We stayed in building E overlooking construction but didn't find the noise that bad.  Yes, the resort and the views are gorgeous, but remember the beach is unusable on the Pacific side.  When we were there construction would finish by 5 pm, but I hear they stepped up evening work.  

If you would consider another romantic, smaller resort in Cabo, we like Cascadas de Baja on Medano Beach.  Not luxurious at all, but special in its own way.  The ocean is swimmable there, and you can also walk to town from there.


----------



## jules54 (Oct 13, 2013)

*Did you cancel?*

Did you cancel your exchange to Grand Solmar? Hope you did not and kept it to use for retrade at least. We stayed at Grand Solmar Nov. 2012 and it was great. Did have a bit of construction issue, but that was because they were working on a room right next to ours though the rock wall. A lot of drilling, but they did move us when we asked them to. Grand Solmar is hard to get into could not find it for our exchange this year. Construction did not bother us when we were at the pool or in the lobby. The WIFI did suck, but I would rather stay there then book through hotel or a travel site. I would think they would not have any problem moving you to Playa Grande as most I think are trying to do things the other way around. There are four resorts on the pacific side in a row by Grand Solmar, Solmar, Playa Grande, Finisterra, you can use all their pools and bars. Make sure you visit the whale watcher bar at Finisterra at sunset.
You would be happy at Casa Dorado on Medano which someone else stated. Also Villa Del Palmer is OK just asked for an Ocean View Room that has been remodeled. Also Cabo Villas Beach Resort is nice close to town and located on Medano also. I would stick with Cabo and not lose money changing airfare etc.
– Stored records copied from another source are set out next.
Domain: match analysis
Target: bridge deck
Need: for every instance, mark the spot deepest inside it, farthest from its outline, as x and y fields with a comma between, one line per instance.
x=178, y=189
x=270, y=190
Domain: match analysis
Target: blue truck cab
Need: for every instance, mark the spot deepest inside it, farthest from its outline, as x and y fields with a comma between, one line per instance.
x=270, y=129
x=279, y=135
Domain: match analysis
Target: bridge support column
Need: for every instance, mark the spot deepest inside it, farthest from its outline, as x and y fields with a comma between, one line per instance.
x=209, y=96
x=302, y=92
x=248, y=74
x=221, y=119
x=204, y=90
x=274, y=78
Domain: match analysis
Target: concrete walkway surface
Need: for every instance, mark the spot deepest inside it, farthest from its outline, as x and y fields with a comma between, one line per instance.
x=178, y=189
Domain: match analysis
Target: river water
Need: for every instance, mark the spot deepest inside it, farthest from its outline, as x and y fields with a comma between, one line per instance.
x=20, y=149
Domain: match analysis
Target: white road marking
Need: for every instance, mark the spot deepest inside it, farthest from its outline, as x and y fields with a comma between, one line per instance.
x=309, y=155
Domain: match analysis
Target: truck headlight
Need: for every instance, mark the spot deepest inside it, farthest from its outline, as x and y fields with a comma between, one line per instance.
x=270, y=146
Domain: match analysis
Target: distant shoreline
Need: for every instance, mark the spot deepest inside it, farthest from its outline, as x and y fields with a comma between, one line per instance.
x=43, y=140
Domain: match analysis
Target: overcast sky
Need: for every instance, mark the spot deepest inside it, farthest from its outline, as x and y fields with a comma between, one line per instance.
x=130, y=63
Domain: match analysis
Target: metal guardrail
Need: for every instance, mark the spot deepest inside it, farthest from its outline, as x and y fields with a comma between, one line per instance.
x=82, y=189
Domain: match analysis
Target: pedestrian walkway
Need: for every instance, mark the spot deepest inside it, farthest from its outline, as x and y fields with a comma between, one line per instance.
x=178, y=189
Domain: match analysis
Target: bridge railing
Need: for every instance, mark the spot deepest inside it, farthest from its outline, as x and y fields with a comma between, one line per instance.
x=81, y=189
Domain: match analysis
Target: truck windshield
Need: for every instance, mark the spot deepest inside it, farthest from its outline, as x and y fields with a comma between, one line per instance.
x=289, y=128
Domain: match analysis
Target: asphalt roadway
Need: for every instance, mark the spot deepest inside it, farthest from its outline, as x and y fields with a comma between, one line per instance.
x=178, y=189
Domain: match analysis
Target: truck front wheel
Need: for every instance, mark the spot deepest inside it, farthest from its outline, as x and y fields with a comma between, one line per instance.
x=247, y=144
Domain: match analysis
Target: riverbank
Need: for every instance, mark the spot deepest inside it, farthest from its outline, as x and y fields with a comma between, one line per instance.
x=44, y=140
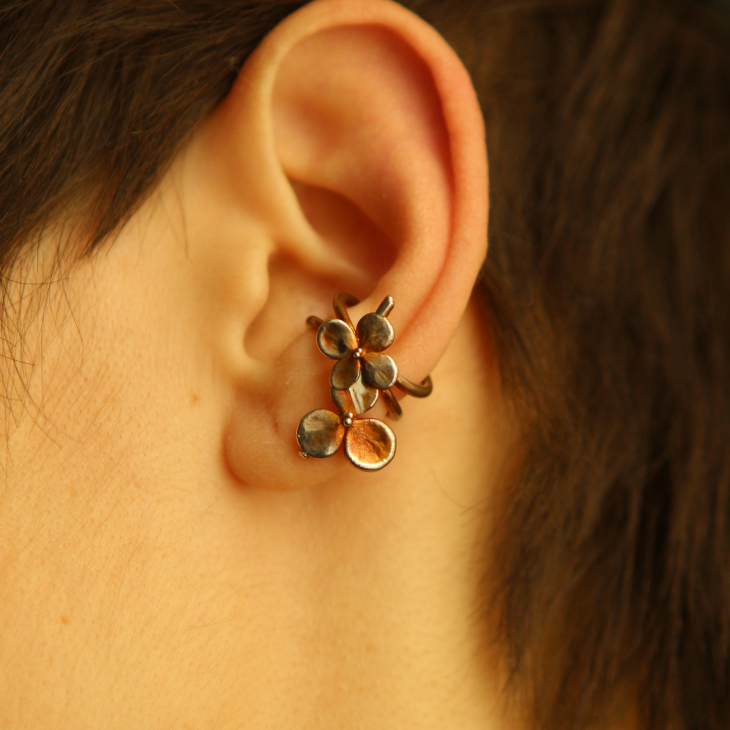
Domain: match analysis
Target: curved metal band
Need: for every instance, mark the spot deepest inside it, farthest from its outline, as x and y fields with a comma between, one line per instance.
x=394, y=409
x=417, y=390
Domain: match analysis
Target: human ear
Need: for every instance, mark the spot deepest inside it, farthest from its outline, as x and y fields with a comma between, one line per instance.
x=349, y=156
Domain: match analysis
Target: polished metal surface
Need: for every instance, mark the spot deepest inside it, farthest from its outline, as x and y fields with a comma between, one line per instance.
x=320, y=433
x=362, y=372
x=369, y=444
x=356, y=399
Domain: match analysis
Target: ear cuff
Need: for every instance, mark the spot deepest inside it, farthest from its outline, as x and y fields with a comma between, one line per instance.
x=362, y=373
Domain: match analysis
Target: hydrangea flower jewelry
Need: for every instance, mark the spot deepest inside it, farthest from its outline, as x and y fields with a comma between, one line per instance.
x=361, y=374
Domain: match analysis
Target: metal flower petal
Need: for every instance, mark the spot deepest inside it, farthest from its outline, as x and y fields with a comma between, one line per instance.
x=375, y=333
x=336, y=339
x=356, y=399
x=369, y=444
x=320, y=433
x=379, y=370
x=345, y=373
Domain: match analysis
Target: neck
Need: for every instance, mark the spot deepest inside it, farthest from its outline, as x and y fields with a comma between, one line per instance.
x=355, y=603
I also would think the first week of Dec. is a very low travel season in Cabo and you could have your pick of rooms you requested.


----------



## VacationForever (Oct 13, 2013)

ada903 said:


> We come here 2-3 times per year at Grand Solmar and always know which fixed unit we are getting.  The resort villas and views are amazing and the staff very attentive, but I would not come here on an exchange without knowing my unit location.



How would you know the unit ahead of time on an II exchange?  I have a 1BR through II in Nov and now this thread is making me a little anxious.


----------



## bethy (Oct 14, 2013)

sptung said:


> How would you know the unit ahead of time on an II exchange?  I have a 1BR through II in Nov and now this thread is making me a little anxious.



Folks who know their specific unit ahead of time are most likely renting or exchanging directly with owners who have fixed units.  That's my guess anyway.  It's often the case that people who exchange into a resort are lowest on the totem pole for room assignments - behind owners and also people who are paying cash.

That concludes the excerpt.